Aquel giro de 180 grados comprometía la credibilidad de González y del PSOE. Por eso cumplió su promesa de convocar un referéndum, defendió la permanencia de España en la alianza, y ligó su futuro político al resultado de la consulta. Si ganaba el “no” dimitiría. Ganó el “sí”. Meses después convocó elecciones generales y revalidó su mayoría absoluta.
Sin entrar en el debate de su constitucionalidad, la amnistía que ofrece Sánchez para obtener el puñado de votos que le faltan para su investidura es un asunto muy serio, de enorme trascendencia para el futuro de nuestro país, y sobre todo profundamente divisivo para la sociedad. Así lo admiten todas las personas sensatas, defensoras o detractoras de la amnistía para los delincuentes del procés.
Las consecuencias de que un Estado se disculpe por haber aplicado sus leyes legítimamente aprobadas por un parlamento elegido en democracia son infinitamente mayores a las que hoy mismo supondría para España abandonar la estructura militar de la OTAN. Los efectos sobre sus instituciones y la fractura social que genera amnistiar a un fugado de la justicia que lleva un lustro denigrando a España cada vez que se le presenta la ocasión tienen más impacto en nuestra convivencia que convertirnos en un país no alineado.
El Código Penal y el resto de leyes que hay que poner en almoneda para hacer desaparecer delitos cometidos, probados y juzgados, obligan a todos los españoles. Por tanto es lógico que todos nos pronunciemos sobre esa excepción para unos pocos. Si la amnistía se plantea como una cuestión de generosidad, de pasar página, de mirar al horizonte, de superar el conflicto, o sea, un asunto que defienden las buenas personas frente a los resentidos, los nostálgicos del enfrentamiento, la caspa, el fascio y tal y tal, si se somete esa amnistía a un referéndum recibirá un apoyo aplastante, salvo que Sánchez piense que preside en funciones un país de hijos de puta.
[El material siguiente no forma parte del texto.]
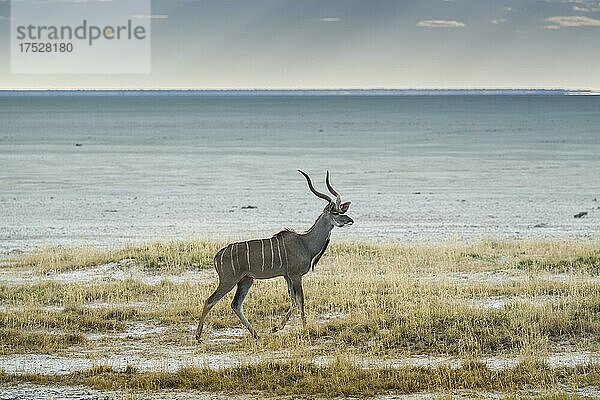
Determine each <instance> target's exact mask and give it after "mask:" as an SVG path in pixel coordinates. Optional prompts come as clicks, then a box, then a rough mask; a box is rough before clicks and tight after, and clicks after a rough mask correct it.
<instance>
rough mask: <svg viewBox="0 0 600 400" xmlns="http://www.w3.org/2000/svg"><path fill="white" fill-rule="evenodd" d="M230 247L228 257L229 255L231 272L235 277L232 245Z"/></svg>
mask: <svg viewBox="0 0 600 400" xmlns="http://www.w3.org/2000/svg"><path fill="white" fill-rule="evenodd" d="M229 246H230V247H231V250H230V251H229V253H230V255H231V270H232V271H233V274H234V275H235V267H234V266H233V244H230V245H229Z"/></svg>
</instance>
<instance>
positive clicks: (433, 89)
mask: <svg viewBox="0 0 600 400" xmlns="http://www.w3.org/2000/svg"><path fill="white" fill-rule="evenodd" d="M2 92H4V93H6V92H12V93H40V92H41V93H65V92H76V93H77V92H78V93H107V92H119V93H124V92H146V93H149V92H152V93H161V92H162V93H172V92H183V93H190V92H195V93H223V94H226V93H247V94H251V93H265V94H269V93H325V94H326V93H332V94H345V93H346V94H353V93H381V94H386V93H387V94H393V93H400V94H401V93H420V92H439V93H442V92H445V93H468V92H475V93H486V92H489V93H498V94H502V93H513V92H516V93H519V92H521V93H524V94H535V93H540V94H542V93H546V94H586V95H596V94H600V91H598V90H594V89H568V88H539V87H538V88H536V87H532V88H524V87H514V88H502V87H500V88H400V89H399V88H326V89H316V88H295V89H290V88H254V89H249V88H243V89H198V88H183V89H182V88H119V89H117V88H60V89H56V88H43V89H40V88H18V89H15V88H0V93H2Z"/></svg>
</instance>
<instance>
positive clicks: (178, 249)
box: [6, 240, 221, 275]
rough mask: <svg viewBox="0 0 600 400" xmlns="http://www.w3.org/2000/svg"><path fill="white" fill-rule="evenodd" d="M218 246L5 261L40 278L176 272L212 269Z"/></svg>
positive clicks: (32, 254) (38, 257) (67, 255)
mask: <svg viewBox="0 0 600 400" xmlns="http://www.w3.org/2000/svg"><path fill="white" fill-rule="evenodd" d="M220 247H221V243H218V242H212V241H202V240H200V241H189V242H181V241H172V242H157V243H149V244H144V245H140V246H134V245H129V246H126V247H124V248H122V249H118V250H111V249H99V248H94V247H78V248H66V247H48V248H43V249H40V250H38V251H34V252H32V253H26V254H19V255H17V256H13V257H11V258H9V259H8V260H7V261H6V264H7V265H8V266H9V267H13V268H27V269H31V270H33V271H35V272H37V273H38V274H41V275H44V274H48V273H52V272H60V271H68V270H73V269H79V268H85V267H90V266H95V265H101V264H107V263H111V262H114V263H123V264H125V265H127V264H129V263H134V264H135V265H137V266H140V267H142V268H148V269H159V270H162V271H170V272H177V271H182V270H185V269H200V268H208V267H212V264H213V257H214V255H215V253H216V252H217V251H218V250H219V248H220Z"/></svg>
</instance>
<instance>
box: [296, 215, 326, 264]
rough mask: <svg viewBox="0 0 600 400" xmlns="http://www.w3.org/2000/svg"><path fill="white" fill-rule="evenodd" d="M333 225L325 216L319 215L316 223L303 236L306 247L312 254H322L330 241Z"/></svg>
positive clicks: (325, 216) (311, 226)
mask: <svg viewBox="0 0 600 400" xmlns="http://www.w3.org/2000/svg"><path fill="white" fill-rule="evenodd" d="M332 229H333V225H332V224H331V222H330V221H329V218H327V217H326V216H325V214H321V215H319V217H318V218H317V220H316V221H315V223H314V224H313V225H312V226H311V227H310V229H309V230H308V231H306V233H305V234H304V235H303V238H304V245H305V246H306V248H307V249H308V251H309V252H310V253H312V254H313V255H316V254H318V253H320V252H321V250H322V249H323V246H324V245H325V243H326V242H327V240H328V239H329V236H330V234H331V230H332Z"/></svg>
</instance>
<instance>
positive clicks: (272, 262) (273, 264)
mask: <svg viewBox="0 0 600 400" xmlns="http://www.w3.org/2000/svg"><path fill="white" fill-rule="evenodd" d="M269 244H270V245H271V269H273V268H275V265H274V264H273V258H274V256H275V255H274V254H273V238H269Z"/></svg>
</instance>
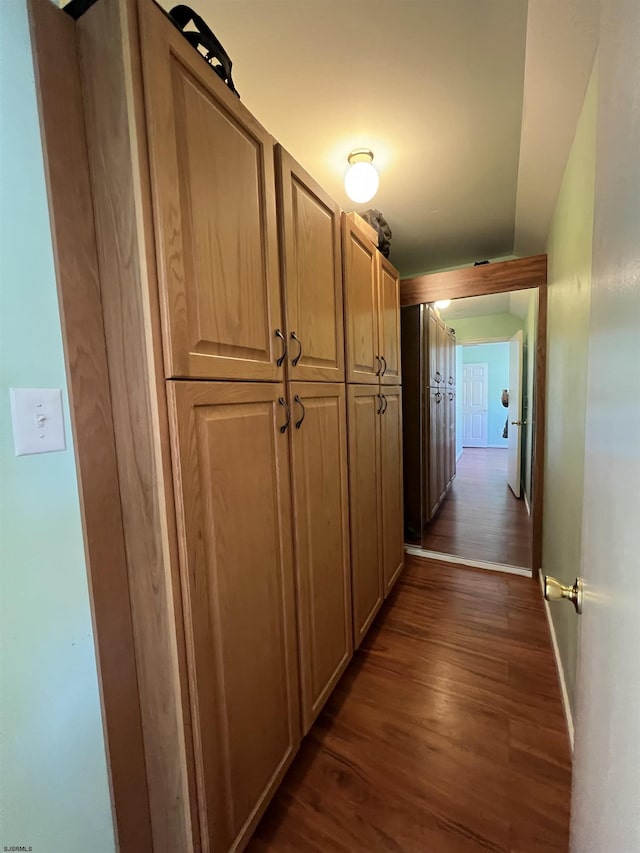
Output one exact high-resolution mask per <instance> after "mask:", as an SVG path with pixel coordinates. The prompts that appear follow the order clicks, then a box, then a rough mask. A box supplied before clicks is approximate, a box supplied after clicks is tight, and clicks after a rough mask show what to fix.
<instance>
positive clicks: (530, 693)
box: [248, 557, 571, 853]
mask: <svg viewBox="0 0 640 853" xmlns="http://www.w3.org/2000/svg"><path fill="white" fill-rule="evenodd" d="M570 788H571V764H570V751H569V741H568V737H567V733H566V728H565V720H564V714H563V709H562V703H561V699H560V690H559V685H558V679H557V673H556V669H555V662H554V658H553V653H552V650H551V644H550V641H549V634H548V628H547V624H546V619H545V614H544V610H543V605H542V601H541V599H540V592H539V587H538V586H537V585H534V584H532V583H531V582H530V581H529V580H528V579H526V578H518V577H512V576H505V575H496V574H494V573H488V572H482V571H475V570H473V569H463V568H457V567H455V566H452V565H450V564H442V563H437V562H434V561H423V560H418V559H416V558H413V557H408V558H407V567H406V569H405V572H404V573H403V575H402V576H401V578H400V580H399V582H398V584H397V585H396V589H395V591H394V593H393V594H392V595H391V596H390V598H389V600H388V602H387V603H386V604H385V606H384V608H383V610H382V611H381V613H380V615H379V617H378V619H377V620H376V622H375V624H374V626H373V628H372V630H371V631H370V633H369V635H368V636H367V638H366V639H365V641H364V643H363V644H362V647H361V649H360V651H359V652H357V653H356V655H355V657H354V661H353V663H352V664H351V666H350V667H349V669H348V670H347V672H346V673H345V675H344V677H343V678H342V680H341V681H340V683H339V684H338V687H337V689H336V690H335V692H334V694H333V695H332V697H331V699H330V700H329V703H328V704H327V706H326V708H325V710H324V712H323V713H322V714H321V715H320V717H319V718H318V721H317V723H316V725H315V726H314V728H313V729H312V730H311V732H310V734H309V735H308V737H307V738H306V739H305V741H304V743H303V745H302V748H301V750H300V753H299V755H298V757H297V758H296V761H295V762H294V764H293V766H292V768H291V770H290V772H289V774H288V775H287V777H286V778H285V780H284V782H283V784H282V786H281V788H280V790H279V792H278V794H277V795H276V797H275V799H274V801H273V803H272V805H271V807H270V808H269V810H268V812H267V813H266V815H265V817H264V819H263V821H262V822H261V824H260V826H259V827H258V829H257V831H256V833H255V836H254V838H253V841H252V842H251V844H250V845H249V848H248V849H249V851H250V853H267V851H268V853H284V851H287V853H289V852H290V851H302V850H304V851H305V853H306V852H307V851H308V853H326V851H329V850H330V851H335V853H371V851H376V853H385V852H386V851H389V853H426V852H427V851H433V853H477V851H480V850H483V851H493V853H566V851H567V850H568V844H569V806H570Z"/></svg>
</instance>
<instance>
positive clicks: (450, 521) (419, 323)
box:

Comparar la calidad del liderazgo político de Felipe González con el de Pedro Sánchez es como comparar a Bellingham con Lucas Vázquez. Son del mismo equipo, claro, pero con talentos distintos. Los trompeteros de Sánchez que glosan cada día su audacia y su capacidad de supervivencia coinciden en muchos casos con los que hoy denigran la figura de un político de la talla de González por criticar la amnistía. Para hacerlo hay que tener poca memoria, y sobre todo poca vergüenza.